By Maika Nguyen
Attempting to Define ‘Home’
The word home often has positive connotations referring to shelter, rest, privacy and stability or permanence. It can denote a centralised, spatial location for family, and, as such, serves as a spatialised form of one’s interactions with close ones, developed over time. The home space, as conceived by Gaston Bachelard, lies in personal memory as well as the common understanding of home as noted in the opening sentence.[1] An individual builds their home and the space serves as a point of departure from from the real to the imagined world. There is a separation felt between them and the rest of the world; as well as between the past, present, and future self. This space, as created by the home, creates links between personal identity and the home environment via the imagination.

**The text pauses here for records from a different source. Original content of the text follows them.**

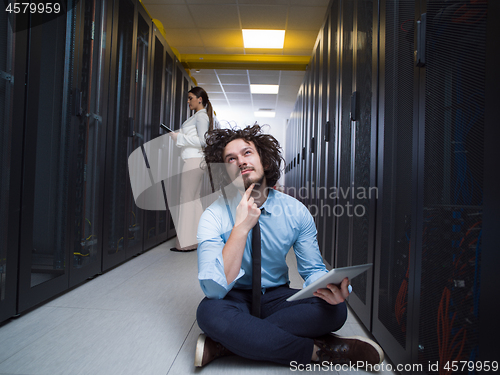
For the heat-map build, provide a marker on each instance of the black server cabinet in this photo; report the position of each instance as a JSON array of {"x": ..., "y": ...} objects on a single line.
[
  {"x": 427, "y": 290},
  {"x": 158, "y": 222},
  {"x": 123, "y": 220},
  {"x": 355, "y": 193},
  {"x": 11, "y": 116},
  {"x": 166, "y": 218},
  {"x": 329, "y": 136},
  {"x": 91, "y": 56},
  {"x": 48, "y": 160},
  {"x": 452, "y": 155},
  {"x": 395, "y": 272}
]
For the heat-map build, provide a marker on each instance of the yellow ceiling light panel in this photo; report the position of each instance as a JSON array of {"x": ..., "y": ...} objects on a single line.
[
  {"x": 264, "y": 89},
  {"x": 263, "y": 38}
]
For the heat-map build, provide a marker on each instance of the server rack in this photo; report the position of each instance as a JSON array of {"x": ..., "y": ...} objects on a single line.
[
  {"x": 418, "y": 135},
  {"x": 64, "y": 155},
  {"x": 11, "y": 70}
]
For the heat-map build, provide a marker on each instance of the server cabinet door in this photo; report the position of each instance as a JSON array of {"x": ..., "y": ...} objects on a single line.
[
  {"x": 155, "y": 232},
  {"x": 398, "y": 122},
  {"x": 10, "y": 167},
  {"x": 450, "y": 232},
  {"x": 165, "y": 217},
  {"x": 343, "y": 222},
  {"x": 48, "y": 190},
  {"x": 120, "y": 221},
  {"x": 135, "y": 235},
  {"x": 89, "y": 82},
  {"x": 363, "y": 153},
  {"x": 329, "y": 137}
]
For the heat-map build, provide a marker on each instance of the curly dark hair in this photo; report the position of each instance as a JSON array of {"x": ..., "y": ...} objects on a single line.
[{"x": 267, "y": 146}]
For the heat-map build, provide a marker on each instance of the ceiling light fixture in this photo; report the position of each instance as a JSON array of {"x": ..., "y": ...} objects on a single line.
[
  {"x": 263, "y": 38},
  {"x": 264, "y": 89}
]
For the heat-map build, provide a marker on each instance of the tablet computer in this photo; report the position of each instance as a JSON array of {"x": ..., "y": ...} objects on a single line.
[
  {"x": 335, "y": 276},
  {"x": 166, "y": 128}
]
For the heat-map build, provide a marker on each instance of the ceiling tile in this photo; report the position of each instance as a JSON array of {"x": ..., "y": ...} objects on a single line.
[
  {"x": 263, "y": 72},
  {"x": 172, "y": 16},
  {"x": 264, "y": 104},
  {"x": 162, "y": 2},
  {"x": 263, "y": 17},
  {"x": 265, "y": 79},
  {"x": 271, "y": 98},
  {"x": 286, "y": 73},
  {"x": 310, "y": 2},
  {"x": 221, "y": 37},
  {"x": 191, "y": 2},
  {"x": 295, "y": 39},
  {"x": 306, "y": 18},
  {"x": 297, "y": 52},
  {"x": 240, "y": 97},
  {"x": 204, "y": 78},
  {"x": 265, "y": 2},
  {"x": 230, "y": 71},
  {"x": 216, "y": 16},
  {"x": 188, "y": 50},
  {"x": 239, "y": 79},
  {"x": 263, "y": 51},
  {"x": 236, "y": 88},
  {"x": 291, "y": 80},
  {"x": 212, "y": 88},
  {"x": 221, "y": 50},
  {"x": 217, "y": 96},
  {"x": 183, "y": 37}
]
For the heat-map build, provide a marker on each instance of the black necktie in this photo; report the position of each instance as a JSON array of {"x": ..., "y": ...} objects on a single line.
[{"x": 256, "y": 288}]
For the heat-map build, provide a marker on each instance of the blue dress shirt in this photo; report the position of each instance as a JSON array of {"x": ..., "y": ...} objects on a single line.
[{"x": 284, "y": 222}]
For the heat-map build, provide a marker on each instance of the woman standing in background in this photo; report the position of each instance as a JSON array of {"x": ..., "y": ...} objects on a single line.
[{"x": 191, "y": 138}]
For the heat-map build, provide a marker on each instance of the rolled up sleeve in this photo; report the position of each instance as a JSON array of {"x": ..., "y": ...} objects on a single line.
[
  {"x": 210, "y": 262},
  {"x": 309, "y": 262}
]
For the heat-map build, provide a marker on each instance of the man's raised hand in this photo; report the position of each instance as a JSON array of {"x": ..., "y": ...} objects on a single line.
[{"x": 247, "y": 212}]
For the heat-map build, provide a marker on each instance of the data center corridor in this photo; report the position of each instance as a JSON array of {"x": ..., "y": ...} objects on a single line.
[{"x": 137, "y": 319}]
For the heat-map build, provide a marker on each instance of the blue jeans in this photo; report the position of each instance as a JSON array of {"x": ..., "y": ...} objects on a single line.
[{"x": 283, "y": 334}]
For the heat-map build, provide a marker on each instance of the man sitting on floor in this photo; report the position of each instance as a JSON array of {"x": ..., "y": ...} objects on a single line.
[{"x": 285, "y": 332}]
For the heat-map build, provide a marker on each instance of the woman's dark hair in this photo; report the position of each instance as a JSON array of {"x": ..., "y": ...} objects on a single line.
[
  {"x": 267, "y": 146},
  {"x": 199, "y": 92}
]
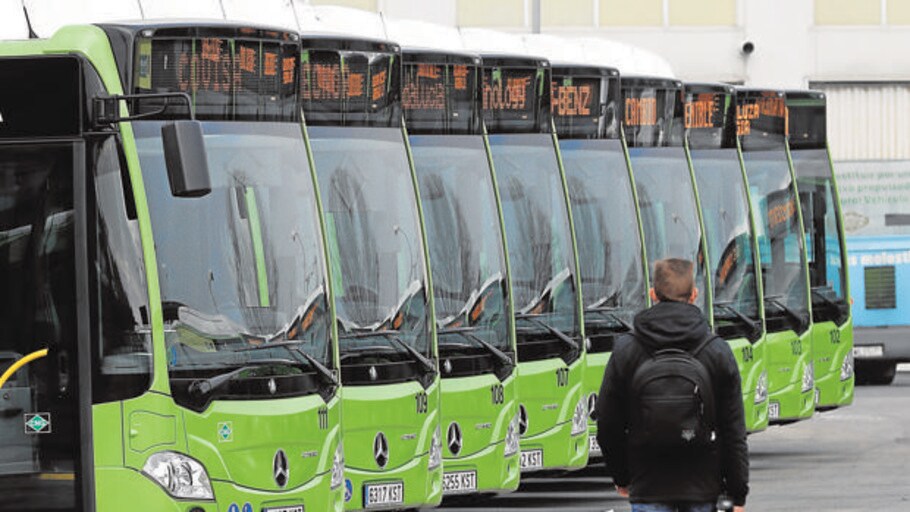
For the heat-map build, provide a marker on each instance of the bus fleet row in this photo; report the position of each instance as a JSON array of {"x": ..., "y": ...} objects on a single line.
[{"x": 248, "y": 269}]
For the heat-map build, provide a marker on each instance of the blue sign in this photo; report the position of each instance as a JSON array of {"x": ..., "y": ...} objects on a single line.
[{"x": 348, "y": 490}]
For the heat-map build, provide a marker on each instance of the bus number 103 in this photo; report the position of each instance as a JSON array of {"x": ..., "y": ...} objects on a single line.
[{"x": 422, "y": 402}]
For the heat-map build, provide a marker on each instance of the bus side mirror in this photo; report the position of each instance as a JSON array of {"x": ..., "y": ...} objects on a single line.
[{"x": 184, "y": 155}]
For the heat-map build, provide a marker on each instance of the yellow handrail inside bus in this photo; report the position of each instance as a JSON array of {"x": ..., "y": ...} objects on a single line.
[{"x": 38, "y": 354}]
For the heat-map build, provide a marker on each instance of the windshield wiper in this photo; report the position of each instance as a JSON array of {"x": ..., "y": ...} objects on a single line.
[
  {"x": 293, "y": 347},
  {"x": 202, "y": 387},
  {"x": 503, "y": 358},
  {"x": 796, "y": 317},
  {"x": 817, "y": 292},
  {"x": 753, "y": 326},
  {"x": 565, "y": 338},
  {"x": 610, "y": 312},
  {"x": 393, "y": 337}
]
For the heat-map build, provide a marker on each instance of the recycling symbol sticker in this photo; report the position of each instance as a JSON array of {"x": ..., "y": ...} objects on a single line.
[
  {"x": 225, "y": 432},
  {"x": 38, "y": 423}
]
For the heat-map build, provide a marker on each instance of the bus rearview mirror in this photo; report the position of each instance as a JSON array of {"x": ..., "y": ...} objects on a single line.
[{"x": 184, "y": 155}]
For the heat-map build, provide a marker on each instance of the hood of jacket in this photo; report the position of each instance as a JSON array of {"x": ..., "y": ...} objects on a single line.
[{"x": 671, "y": 324}]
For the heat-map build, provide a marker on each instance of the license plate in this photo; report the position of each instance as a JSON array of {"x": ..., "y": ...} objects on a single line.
[
  {"x": 459, "y": 481},
  {"x": 377, "y": 495},
  {"x": 532, "y": 459},
  {"x": 868, "y": 351},
  {"x": 594, "y": 446},
  {"x": 773, "y": 410}
]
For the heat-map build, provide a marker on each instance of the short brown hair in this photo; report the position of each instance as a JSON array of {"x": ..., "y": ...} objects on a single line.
[{"x": 673, "y": 280}]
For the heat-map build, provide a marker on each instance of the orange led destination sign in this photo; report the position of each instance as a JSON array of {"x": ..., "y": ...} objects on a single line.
[
  {"x": 766, "y": 106},
  {"x": 702, "y": 112},
  {"x": 508, "y": 94},
  {"x": 640, "y": 112},
  {"x": 570, "y": 99}
]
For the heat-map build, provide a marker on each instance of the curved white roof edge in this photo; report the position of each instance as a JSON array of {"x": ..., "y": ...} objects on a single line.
[
  {"x": 422, "y": 34},
  {"x": 492, "y": 41},
  {"x": 270, "y": 13},
  {"x": 630, "y": 60},
  {"x": 558, "y": 50},
  {"x": 330, "y": 19},
  {"x": 187, "y": 9},
  {"x": 47, "y": 16},
  {"x": 12, "y": 20}
]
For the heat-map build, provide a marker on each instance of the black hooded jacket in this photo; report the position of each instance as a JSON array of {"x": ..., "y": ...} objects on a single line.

And yet, the concept of ‘home’ is elusive. Its boundaries seem strongly defined, designated perhaps by walls separating the interior from the exterior; by fences between neighbouring houses; or signs warning the public that they are entering private property. On the other hand, the spaces that fall under the scope of ‘home’ shift and change, which renders it malleable. In Home Environments, a geographical study on the concept of home, published in 1985, the authors deployed phenomenological, psychological and anthropological approaches (as a few examples) to demonstrate that ‘home’ can be conceptualised in various ways. For the urban development and places studies researcher Kim Dovey, in the chapter ‘Home and Homelessness’, the concept of home emerges from the continuous existence, including the continuous evolution, of a plethora of dialectical relationships categorised under more general oppositions such as inside/outside or individual/community. It is therefore composed of dynamic processes, defined by an individual’s movement between spaces.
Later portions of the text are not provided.